A friend and I arrived with half of Hong Kong on a 30-minute fast ferry from Pier 5 in Central, but the other half of Hong Kong was already there. Spectators were stacked 20+ deep beside the cramped main street for the 2 o’clock start of the Parade-In-The-Air, arguably the most entertaining part of the festival. With a bit of a squeeze, we managed to get within tiptoe viewing distance of the procession, and at that moment it began to rain, so we only saw umbrellas for the next quarter hour. When the sun returned, so did our view, and the first thing that paraded into sight was a small child hovering above the heads of the onlookers, being borne precariously down the street atop a vertical column of bowls and plates.
The poor kid looked pretty miserable. After the rain stopped and the sun came out, the temperature soared. You’d be miserable, too – the parade lasts two hours and they’re heavily costumed as figures from Chinese history and mythology and perched (or rather hung up by wire frames) atop a sculpture of some sort. One child was dressed in a finely tailored suit, standing on a sword. I have to wonder about the symbolism of that. On the other hand, a few kids looked genuinely thrilled, as below.
Overall, the effect is quite enjoyable. The little human statues are interspersed with loud drums and dancing dragons and lions and flag bearers. The crowd is as photographically enthusiastic as anywhere else in China, with generous and effusive “ooos” and “ahhs” for the suffering children.
Again, I have to wonder what famous figure this was.
As night fell, the elderly locals assembled at a stage between the towers and the Pak Tai temple to watch a Cantonese opera. However, unlike the spectators at the parade, the opera performers’ pentatonic dissonance was appreciated more contemplatively than vocally.

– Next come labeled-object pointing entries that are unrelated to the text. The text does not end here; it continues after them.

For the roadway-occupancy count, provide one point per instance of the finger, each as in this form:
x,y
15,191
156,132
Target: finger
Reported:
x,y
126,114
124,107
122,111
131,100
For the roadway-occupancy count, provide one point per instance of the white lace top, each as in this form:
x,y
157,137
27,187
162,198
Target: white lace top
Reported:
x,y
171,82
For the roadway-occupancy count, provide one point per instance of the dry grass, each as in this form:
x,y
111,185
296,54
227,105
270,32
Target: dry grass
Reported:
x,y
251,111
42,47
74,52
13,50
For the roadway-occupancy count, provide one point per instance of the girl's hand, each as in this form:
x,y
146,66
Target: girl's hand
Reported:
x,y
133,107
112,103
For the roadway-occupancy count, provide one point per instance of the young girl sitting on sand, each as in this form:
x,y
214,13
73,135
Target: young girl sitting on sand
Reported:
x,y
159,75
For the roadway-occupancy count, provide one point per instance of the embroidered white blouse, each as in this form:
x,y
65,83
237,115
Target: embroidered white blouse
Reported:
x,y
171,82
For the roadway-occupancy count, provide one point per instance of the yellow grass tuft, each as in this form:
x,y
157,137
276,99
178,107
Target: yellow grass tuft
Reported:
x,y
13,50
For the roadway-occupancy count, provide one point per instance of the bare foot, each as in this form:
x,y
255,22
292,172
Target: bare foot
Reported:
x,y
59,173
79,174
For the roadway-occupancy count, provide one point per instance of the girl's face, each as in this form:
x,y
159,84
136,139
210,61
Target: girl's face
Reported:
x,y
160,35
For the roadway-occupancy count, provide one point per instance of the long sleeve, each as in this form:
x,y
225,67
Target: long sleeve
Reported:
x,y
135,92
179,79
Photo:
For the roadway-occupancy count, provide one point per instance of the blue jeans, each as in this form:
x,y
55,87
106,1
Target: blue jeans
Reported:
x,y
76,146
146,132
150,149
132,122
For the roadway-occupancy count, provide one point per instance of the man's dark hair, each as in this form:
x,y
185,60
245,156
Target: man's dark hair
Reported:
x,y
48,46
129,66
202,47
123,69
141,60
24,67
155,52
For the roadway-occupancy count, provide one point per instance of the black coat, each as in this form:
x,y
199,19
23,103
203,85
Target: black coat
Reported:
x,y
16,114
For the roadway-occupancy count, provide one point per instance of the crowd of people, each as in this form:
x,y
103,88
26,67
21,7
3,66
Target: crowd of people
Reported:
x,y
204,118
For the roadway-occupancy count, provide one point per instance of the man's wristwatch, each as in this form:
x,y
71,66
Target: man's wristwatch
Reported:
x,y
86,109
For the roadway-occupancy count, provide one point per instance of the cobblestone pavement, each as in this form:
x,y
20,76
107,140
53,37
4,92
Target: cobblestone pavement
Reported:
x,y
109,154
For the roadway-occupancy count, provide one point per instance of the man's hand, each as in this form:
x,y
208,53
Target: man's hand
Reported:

Meanwhile the other side of the island is all day a far quieter place, well enough away from the crowd control barriers and bun sellers. There are several sand beaches, and the eastern cove is actually a great windsurfing venue (it’s home to Hong Kong’s only Olympic gold medalist – a windsurfer).
A stone path takes you out beyond the beaches to some rock formations on the self-described “Mini Great Wall,” which is actually no more than the stone path you’re walking on. The views are terrific, though, overlooking the cargo ship-spotted West Lamma Channel to Hong Kong, Lamma and Lantau Islands. It’s all quite peaceful by the rocky shore, the surf swishing gently over the stones and little scuttling crabs fleeing every which way. So much so that despite the sunset being on the opposite side, we – and many other crowd refugees – chose to linger a little longer before diving back into the madness of the bun tower crowds, who had already staked a place in the ticket queue for a viewing spot beneath the tower.